One concrete pivot worth noting: bb.q South Salt Lake opened as a fast-casual (order at the counter) and within the first months switched to a sit-down model with table service. Most fast-casual operations in 2025 have gone the opposite direction (kiosk-and-app), so the choice to add servers is a stylistic statement. It tells you the operator wants this to feel like a Korean restaurant rather than a fried chicken counter.

Where bb.q Fits in South Salt Lake's K-Town

Worth a quick map. State Street between 3000 and 4000 South is where the Korean food density is highest in the entire valley.

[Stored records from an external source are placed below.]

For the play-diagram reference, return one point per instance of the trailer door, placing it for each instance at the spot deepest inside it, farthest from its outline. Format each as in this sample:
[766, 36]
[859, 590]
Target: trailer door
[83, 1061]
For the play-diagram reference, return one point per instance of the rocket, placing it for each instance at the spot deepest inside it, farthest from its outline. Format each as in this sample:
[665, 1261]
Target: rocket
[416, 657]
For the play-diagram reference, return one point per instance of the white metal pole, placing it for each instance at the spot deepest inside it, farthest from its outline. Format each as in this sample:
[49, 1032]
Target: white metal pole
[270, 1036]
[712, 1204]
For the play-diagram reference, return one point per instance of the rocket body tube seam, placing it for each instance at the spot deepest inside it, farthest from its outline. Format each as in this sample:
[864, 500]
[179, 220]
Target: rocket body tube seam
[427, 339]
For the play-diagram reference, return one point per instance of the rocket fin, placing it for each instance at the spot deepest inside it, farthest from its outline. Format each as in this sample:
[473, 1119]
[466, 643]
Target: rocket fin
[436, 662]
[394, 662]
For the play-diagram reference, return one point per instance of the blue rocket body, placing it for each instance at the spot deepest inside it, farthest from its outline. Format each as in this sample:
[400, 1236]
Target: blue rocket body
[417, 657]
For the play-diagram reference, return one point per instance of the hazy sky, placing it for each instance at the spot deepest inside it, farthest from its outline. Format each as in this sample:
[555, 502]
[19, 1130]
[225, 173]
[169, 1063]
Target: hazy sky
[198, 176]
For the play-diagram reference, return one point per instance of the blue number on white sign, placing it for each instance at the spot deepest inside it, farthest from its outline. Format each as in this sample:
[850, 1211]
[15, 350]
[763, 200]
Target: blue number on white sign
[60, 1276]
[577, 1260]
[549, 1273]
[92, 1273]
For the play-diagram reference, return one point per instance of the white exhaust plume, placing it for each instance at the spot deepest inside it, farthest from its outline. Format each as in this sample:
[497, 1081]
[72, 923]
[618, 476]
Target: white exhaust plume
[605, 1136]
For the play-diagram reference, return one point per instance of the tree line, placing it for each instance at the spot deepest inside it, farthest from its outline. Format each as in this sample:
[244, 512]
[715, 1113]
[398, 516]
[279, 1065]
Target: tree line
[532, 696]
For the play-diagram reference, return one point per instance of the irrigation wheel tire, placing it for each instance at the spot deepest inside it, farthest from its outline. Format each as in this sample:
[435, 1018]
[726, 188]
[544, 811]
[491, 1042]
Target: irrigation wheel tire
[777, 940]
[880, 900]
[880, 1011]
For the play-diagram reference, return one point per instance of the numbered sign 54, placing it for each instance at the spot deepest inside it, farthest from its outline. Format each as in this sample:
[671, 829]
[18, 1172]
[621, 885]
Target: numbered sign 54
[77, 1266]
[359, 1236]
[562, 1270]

Baek Ri Hyang at 3460 S anchors the corridor with banchan-heavy Korean home cooking and a 4.3 rating across 576 reviews. K-Recipe at 3300 S is the small-batch operation pulling 4.9 stars from a smaller but devoted following. The older Korean BBQ houses, the Korean grocery markets, and the Korean dessert shops fill in the rest.

bb.q Chicken at 3490 S — sitting literally across from Baek Ri Hyang's address — is the franchise entry to a corridor that until now was independent-operator-only. That's a structural shift. It also means the South Salt Lake K-Town just gained the Korean fried chicken category at a serious scale, which is the one major Korean food category that had been underrepresented relative to the BBQ and the home-cooking sides of the menu.

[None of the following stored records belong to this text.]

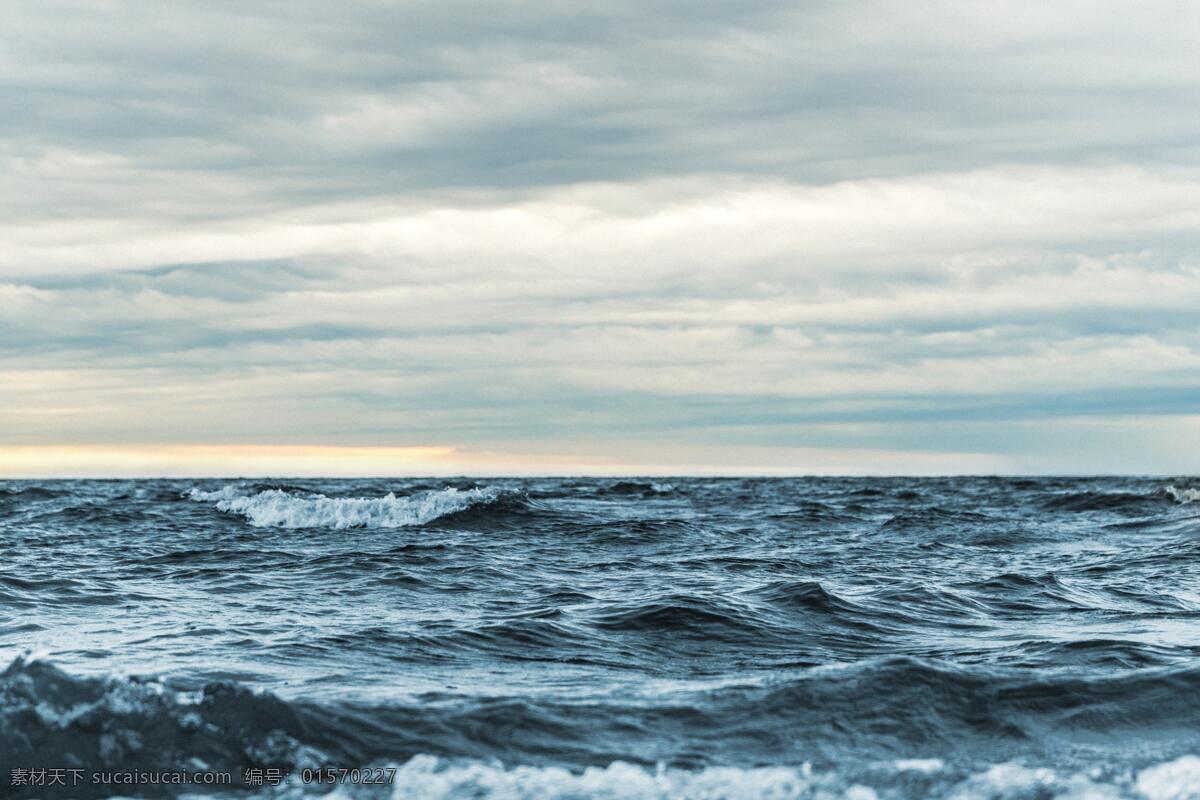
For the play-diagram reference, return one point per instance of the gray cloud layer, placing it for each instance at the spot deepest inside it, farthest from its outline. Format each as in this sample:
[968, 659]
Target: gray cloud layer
[947, 227]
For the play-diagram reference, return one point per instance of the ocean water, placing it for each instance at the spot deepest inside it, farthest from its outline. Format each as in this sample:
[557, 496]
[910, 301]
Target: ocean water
[598, 638]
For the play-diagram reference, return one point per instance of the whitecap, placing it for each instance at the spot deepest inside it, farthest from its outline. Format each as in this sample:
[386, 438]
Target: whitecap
[279, 509]
[1182, 495]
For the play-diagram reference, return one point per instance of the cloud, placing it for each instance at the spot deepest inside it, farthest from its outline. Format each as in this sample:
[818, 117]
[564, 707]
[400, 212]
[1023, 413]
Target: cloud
[822, 226]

For a Salt Lake diner who wants to do a Korean food crawl, the State Street corridor is now functionally complete: barbecue houses, banchan-and-stew operations, and the Korean fried chicken pole, all within two miles.

Planning Your Visit

Address: 3490 S State Street, South Salt Lake, UT 84115. Phone: (385) 474-7917. Hours: Sunday through Thursday 11 a.m. to 9 p.m., Friday and Saturday 11 a.m. to 11 p.m. Online ordering through DoorDash, Grubhub, and the bb.q Chicken direct portal.

This is a sit-down dining room with table service. Parking is available in the lot the building shares with adjacent State Street businesses. Family-friendly. The Korean soda program and the boba-adjacent drinks make this a decent option for a teenage dinner outing.

Planning Your Visit to BBQ Chicken

Best first-visit order: a Golden Original whole chicken for the table (the brand's signature dish, the one that earned the reputation), a side order of Honey Garlic Wings (the most-praised dish in the customer reviews), and a Rose Ddeokbokki (the dish that signals the kitchen's range beyond the fryer). That's the three-dish snapshot that tells you whether bb.q's South Salt Lake location is the franchise running at its best.

Why It's Worth Knowing About

A 'worth checking out' recommendation, calibrated honestly. This is a franchise, not a one-of-a-kind Utah story. The food is consistent with the global brand standard. The franchisee has run the operation well enough to draw 367 Google reviews and a 4.5-star average in less than two years.

But for a South Salt Lake diner who wants Korean fried chicken at a real Korean restaurant standard — shatter crust, juicy meat, glaze that actually tastes Korean rather than American-Asian — bb.q on State Street is the address. The fact that the location has settled into the developing K-Town corridor on State Street, sitting two doors from Baek Ri Hyang and a block from K-Recipe, gives Salt Lake's Korean food scene the kind of geographic density that makes one neighborhood worth driving across the valley for.

Show up hungry. Order the whole chicken. Order the ddeokbokki. The rest of the menu earns its second visit.